The transaction is worth about $14.9 billion when including the assumption of debt. The combined company will be among the top three steel-producing companies in the world, according to 2022 figures from the World Steel Association.

The price tag for U.S. Steel is nearly double what was offered just four months ago by rival Cleveland Cliffs. U.S. Steel, which rejected that offer, confirmed the offering price from Nippon early Monday. 

That tie-up would have created one of the top four outside of China, which dominates global steel production. U.S. Steel executives were asked about a potential pushback from U.S. regulators over security concerns on Monday. 

"This is going to increase competition here in the United States with a great ally to the United States," answered U.S. Steel CEO David Burritt. "It’s a great fit and we do not see that as a high level risk factor. We'd say low level of risk."

Meanwhile, along the shores of Lake Erie on East 28th Street in Lorain, the sounds of steelmaking have been silent for more than three years. However, Mayor Jack Bradley has high hopes that the plant may one day return to its previous glory.

"We're hoping to have some communication with Nippon, and hopefully have some positive vibrations regarding opening the plant back up in Lorain," said Bradley, who spoke to 3News while on vacation in South Carolina.

When the U.S. Steel Tubular Operations plant in Lorain closed in 2020, the city lost income tax revenue from more than 1,500 jobs. The impact of the loss was dramatic.

"Without those tax dollars, the city of Lorain actually went through somewhat of a recession," Bradley, whose grandfather was a steelworker at that very plant, admitted.

Steelmaking has a rich history in Lorain that dates back to the late 1800s and early 1900s, when steel companies brought in immigrant workers from Mexico and Puerto Rico. They settled in neighborhoods along East 30th Street and Vine Avenue, which grew to become one of the largest Latino communities in Ohio.

While Bradley is disappointed that Cleveland Cliffs was outbid by Nippon, he hopes the new owner will bring back not just any jobs, but good-paying union jobs.

"Lorain is a union town, and we want to make sure that we have good union jobs in the city of Lorain," he said.

U.S. Steel will keep its name and its headquarters in Pittsburgh, where it was founded in 1901 by J.P. Morgan and Andrew Carnegie. It will become a subsidiary of Nippon.

Case Western Reserve University economics professor Dr.
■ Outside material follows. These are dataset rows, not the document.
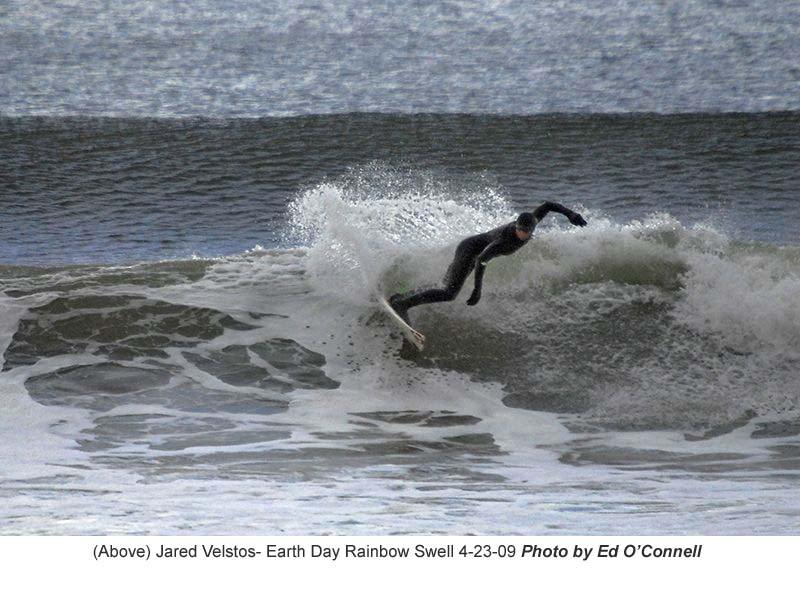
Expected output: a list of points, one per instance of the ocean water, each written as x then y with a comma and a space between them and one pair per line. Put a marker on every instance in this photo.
193, 236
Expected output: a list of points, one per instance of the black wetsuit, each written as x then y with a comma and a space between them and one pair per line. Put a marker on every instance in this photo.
473, 253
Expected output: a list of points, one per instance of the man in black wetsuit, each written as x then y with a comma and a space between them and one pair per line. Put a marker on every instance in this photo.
474, 252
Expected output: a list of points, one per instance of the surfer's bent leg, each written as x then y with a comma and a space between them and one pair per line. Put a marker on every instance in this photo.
457, 274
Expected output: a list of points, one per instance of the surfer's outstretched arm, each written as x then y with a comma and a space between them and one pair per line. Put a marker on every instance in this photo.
574, 218
492, 250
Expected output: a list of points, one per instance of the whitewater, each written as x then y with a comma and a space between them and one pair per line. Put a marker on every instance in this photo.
628, 377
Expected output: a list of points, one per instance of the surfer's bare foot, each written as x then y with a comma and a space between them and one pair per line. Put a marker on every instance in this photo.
397, 307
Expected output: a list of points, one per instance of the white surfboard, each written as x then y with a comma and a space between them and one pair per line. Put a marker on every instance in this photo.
411, 334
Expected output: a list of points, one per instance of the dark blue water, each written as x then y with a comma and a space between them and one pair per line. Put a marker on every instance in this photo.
255, 58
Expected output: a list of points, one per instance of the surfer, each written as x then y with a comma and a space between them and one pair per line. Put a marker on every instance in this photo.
474, 252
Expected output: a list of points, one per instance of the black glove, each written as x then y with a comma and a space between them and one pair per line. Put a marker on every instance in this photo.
577, 220
475, 297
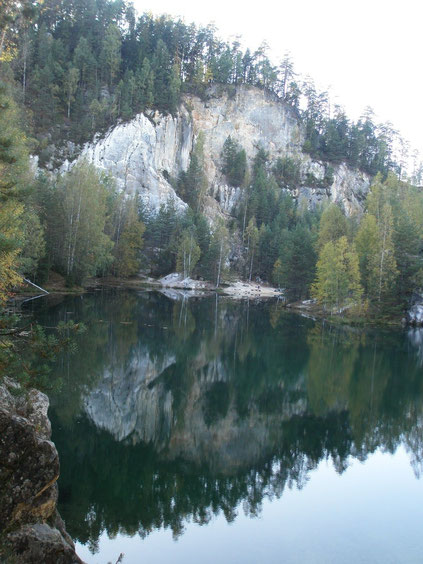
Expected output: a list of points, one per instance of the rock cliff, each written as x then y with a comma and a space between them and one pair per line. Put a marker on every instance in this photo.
146, 153
31, 530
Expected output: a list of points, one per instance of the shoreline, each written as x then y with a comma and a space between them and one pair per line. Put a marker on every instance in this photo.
238, 290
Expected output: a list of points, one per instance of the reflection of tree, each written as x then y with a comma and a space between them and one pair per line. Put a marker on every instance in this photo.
258, 397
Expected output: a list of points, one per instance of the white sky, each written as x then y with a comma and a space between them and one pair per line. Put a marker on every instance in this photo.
369, 52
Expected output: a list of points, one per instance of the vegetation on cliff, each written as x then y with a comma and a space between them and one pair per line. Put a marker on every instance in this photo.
70, 69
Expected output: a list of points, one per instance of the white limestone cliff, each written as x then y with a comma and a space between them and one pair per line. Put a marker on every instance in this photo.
145, 153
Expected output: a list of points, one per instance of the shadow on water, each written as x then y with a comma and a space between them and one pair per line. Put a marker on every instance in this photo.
177, 410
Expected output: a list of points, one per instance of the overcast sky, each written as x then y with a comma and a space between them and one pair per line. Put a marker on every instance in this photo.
369, 52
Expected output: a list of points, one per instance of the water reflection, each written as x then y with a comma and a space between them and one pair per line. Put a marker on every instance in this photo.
179, 409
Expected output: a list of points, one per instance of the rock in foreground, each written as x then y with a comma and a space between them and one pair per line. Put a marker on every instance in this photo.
30, 527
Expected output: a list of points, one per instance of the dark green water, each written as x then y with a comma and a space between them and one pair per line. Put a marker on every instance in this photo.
212, 430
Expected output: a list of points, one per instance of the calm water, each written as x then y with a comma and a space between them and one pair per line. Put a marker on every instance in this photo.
205, 430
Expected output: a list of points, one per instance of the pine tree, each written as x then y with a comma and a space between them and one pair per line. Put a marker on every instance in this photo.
188, 253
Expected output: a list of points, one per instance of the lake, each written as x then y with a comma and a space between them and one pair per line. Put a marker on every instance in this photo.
210, 430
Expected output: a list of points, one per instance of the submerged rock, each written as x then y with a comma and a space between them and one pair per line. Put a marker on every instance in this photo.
31, 528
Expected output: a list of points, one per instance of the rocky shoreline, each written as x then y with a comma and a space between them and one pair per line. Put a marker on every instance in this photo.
31, 529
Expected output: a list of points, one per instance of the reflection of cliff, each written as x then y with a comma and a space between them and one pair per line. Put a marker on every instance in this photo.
125, 404
201, 405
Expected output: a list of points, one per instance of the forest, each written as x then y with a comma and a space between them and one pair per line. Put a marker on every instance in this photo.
73, 68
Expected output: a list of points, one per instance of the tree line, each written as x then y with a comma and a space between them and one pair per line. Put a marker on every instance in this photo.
81, 65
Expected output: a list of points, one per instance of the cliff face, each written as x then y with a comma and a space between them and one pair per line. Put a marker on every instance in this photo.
31, 530
145, 153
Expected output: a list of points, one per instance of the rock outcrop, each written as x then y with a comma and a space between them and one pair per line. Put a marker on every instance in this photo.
30, 527
146, 153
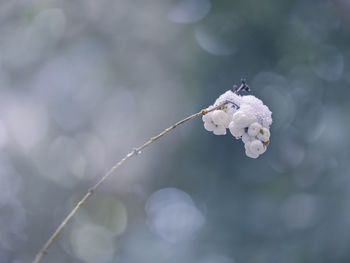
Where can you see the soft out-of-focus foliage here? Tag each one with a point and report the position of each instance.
(82, 82)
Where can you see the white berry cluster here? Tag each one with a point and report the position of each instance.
(246, 117)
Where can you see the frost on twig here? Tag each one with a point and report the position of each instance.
(246, 117)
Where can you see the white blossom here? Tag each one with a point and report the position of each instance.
(246, 117)
(254, 129)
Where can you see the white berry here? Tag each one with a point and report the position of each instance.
(235, 131)
(264, 134)
(256, 147)
(220, 130)
(220, 117)
(254, 129)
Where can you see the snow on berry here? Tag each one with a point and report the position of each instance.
(246, 117)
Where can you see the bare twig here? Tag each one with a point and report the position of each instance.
(135, 151)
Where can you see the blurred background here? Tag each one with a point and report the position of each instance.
(83, 82)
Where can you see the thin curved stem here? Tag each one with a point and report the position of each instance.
(135, 151)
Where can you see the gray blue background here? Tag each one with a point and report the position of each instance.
(83, 82)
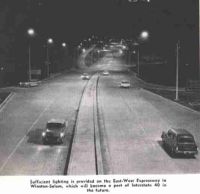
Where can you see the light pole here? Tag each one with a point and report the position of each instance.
(31, 33)
(177, 70)
(138, 57)
(49, 42)
(144, 35)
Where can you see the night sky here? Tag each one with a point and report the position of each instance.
(76, 19)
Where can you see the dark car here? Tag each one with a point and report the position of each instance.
(85, 76)
(179, 141)
(55, 131)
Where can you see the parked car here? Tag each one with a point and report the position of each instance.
(29, 84)
(54, 132)
(125, 84)
(105, 73)
(85, 76)
(179, 141)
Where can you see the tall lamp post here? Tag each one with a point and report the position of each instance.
(31, 34)
(49, 42)
(177, 70)
(144, 35)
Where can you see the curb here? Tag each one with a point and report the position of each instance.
(2, 105)
(156, 86)
(171, 101)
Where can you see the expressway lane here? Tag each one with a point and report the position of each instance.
(23, 120)
(134, 120)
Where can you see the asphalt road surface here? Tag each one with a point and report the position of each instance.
(130, 123)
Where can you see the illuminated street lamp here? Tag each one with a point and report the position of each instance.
(49, 42)
(31, 34)
(64, 44)
(144, 35)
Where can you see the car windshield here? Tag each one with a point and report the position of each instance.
(54, 126)
(186, 139)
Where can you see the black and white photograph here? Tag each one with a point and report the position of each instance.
(99, 88)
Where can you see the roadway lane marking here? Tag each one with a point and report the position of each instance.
(23, 138)
(6, 101)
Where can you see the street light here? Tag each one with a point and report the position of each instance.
(49, 42)
(64, 44)
(177, 70)
(144, 35)
(31, 34)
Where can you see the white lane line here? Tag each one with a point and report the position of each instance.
(7, 100)
(18, 144)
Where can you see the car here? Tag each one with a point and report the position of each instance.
(105, 73)
(55, 131)
(29, 84)
(125, 84)
(179, 141)
(85, 76)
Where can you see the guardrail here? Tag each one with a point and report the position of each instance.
(193, 86)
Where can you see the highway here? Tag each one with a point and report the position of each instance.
(111, 130)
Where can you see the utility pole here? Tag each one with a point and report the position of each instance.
(29, 62)
(177, 70)
(138, 61)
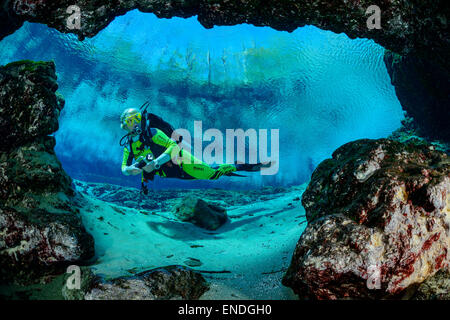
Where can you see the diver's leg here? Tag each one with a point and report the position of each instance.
(252, 167)
(205, 172)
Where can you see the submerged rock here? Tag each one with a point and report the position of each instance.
(197, 211)
(378, 222)
(435, 288)
(172, 282)
(41, 231)
(38, 243)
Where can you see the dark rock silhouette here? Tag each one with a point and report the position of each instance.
(378, 217)
(41, 231)
(201, 213)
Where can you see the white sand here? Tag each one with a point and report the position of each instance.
(255, 246)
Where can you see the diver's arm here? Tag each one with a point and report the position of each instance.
(172, 148)
(127, 168)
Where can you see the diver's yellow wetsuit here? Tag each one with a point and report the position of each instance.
(182, 164)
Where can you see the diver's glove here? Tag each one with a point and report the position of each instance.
(131, 170)
(225, 169)
(157, 163)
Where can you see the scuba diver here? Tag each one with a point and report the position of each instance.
(148, 144)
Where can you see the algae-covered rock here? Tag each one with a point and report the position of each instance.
(36, 243)
(172, 282)
(41, 230)
(201, 213)
(378, 222)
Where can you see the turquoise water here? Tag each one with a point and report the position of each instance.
(319, 88)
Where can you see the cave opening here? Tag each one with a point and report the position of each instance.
(318, 88)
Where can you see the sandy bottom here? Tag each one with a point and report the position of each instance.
(244, 259)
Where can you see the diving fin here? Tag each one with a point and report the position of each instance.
(249, 167)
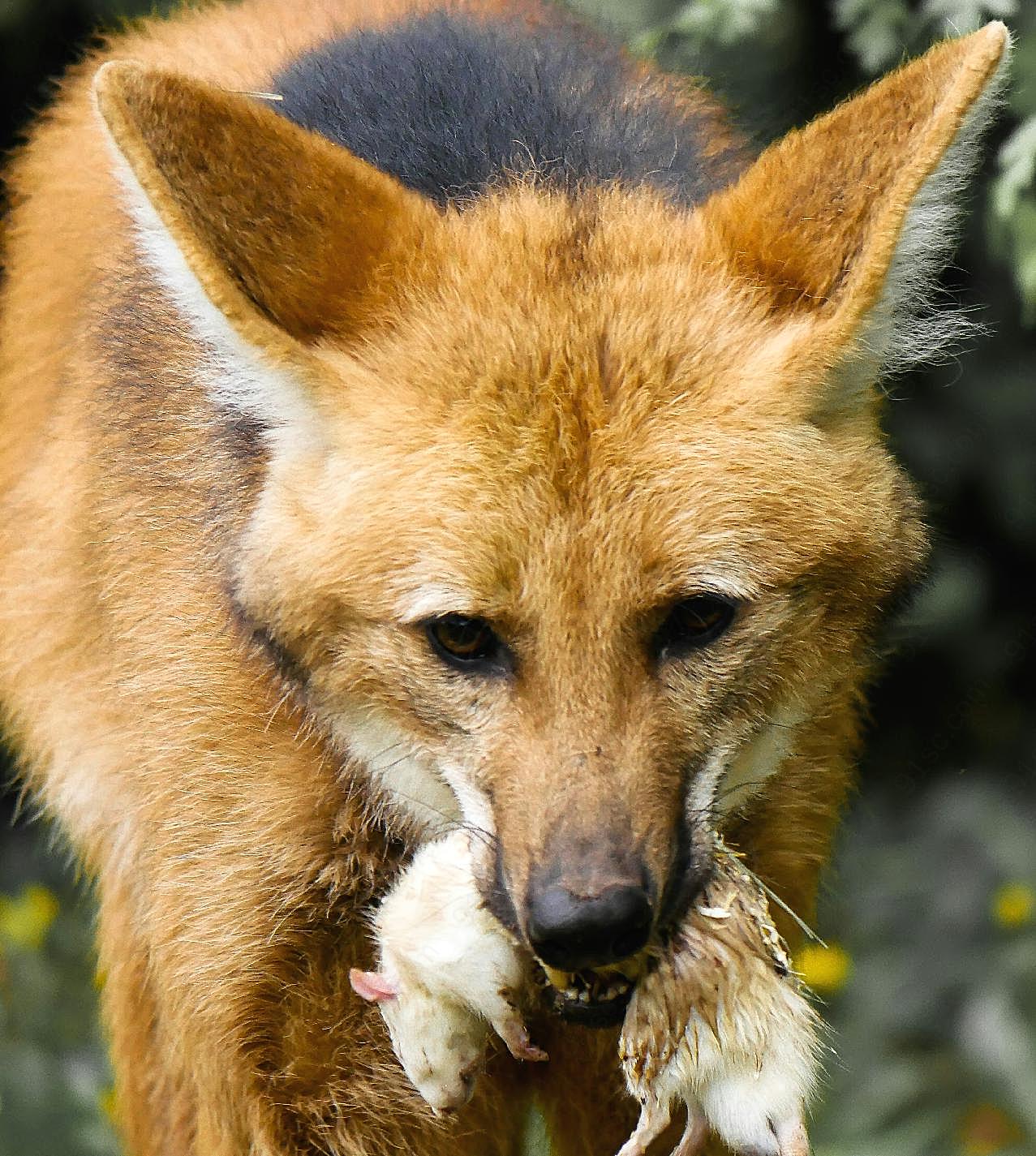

Jonathan Ernest will be watching whether Nippon positions itself to expand.

"Hopefully, this is a good sign where Nippon is saying, 'Well, rather than have steel produced somewhere else and then importing it into the U.S., we might as well just take over the production process, produce it there, and be able to not have to pay as much to transport it, etc.'," Ernest explained.

But not everyone's optimistic about the deal, with critics raising national security concerns.

"Steel is security, national security," Pennsylvania U.S. Sen. John Fetterman told reporters. "And the fact that now they're claiming that they're going to sell this to a foreign company? It's outrageous."

Meanwhile, both of Ohio's senators are blasting the agreement, with Democrat Sherrod Brown calling it "an insult to the American steelworkers who build our country" and Republican JD Vance opining that "a critical piece of America's defense industrial base was auctioned off to foreigners for cash." The United Steelworkers International union, which had backed a potential acquisition from Cleveland Cliffs, also vowed to "strongly urge government regulators to carefully scrutinize this acquisition and determine if the proposed transaction serves the national security interests of the United States and benefits workers."

The U.S. currently ranks No. 4 behind China, India, and Japan in worldwide steel production, and the blast furnace steel plants operated by U.S. Steel are among the more costly to operate compared with more modern facilities that melt down scrap using arc furnaces. But U.S. Steel plants with blast furnaces remain integral to U.S. manufacturing, particularly automakers.

The acquisition has been approved by the boards of both companies and is targeted to close in the second or third quarter of 2024. It still needs approval from U.S. Steel shareholders.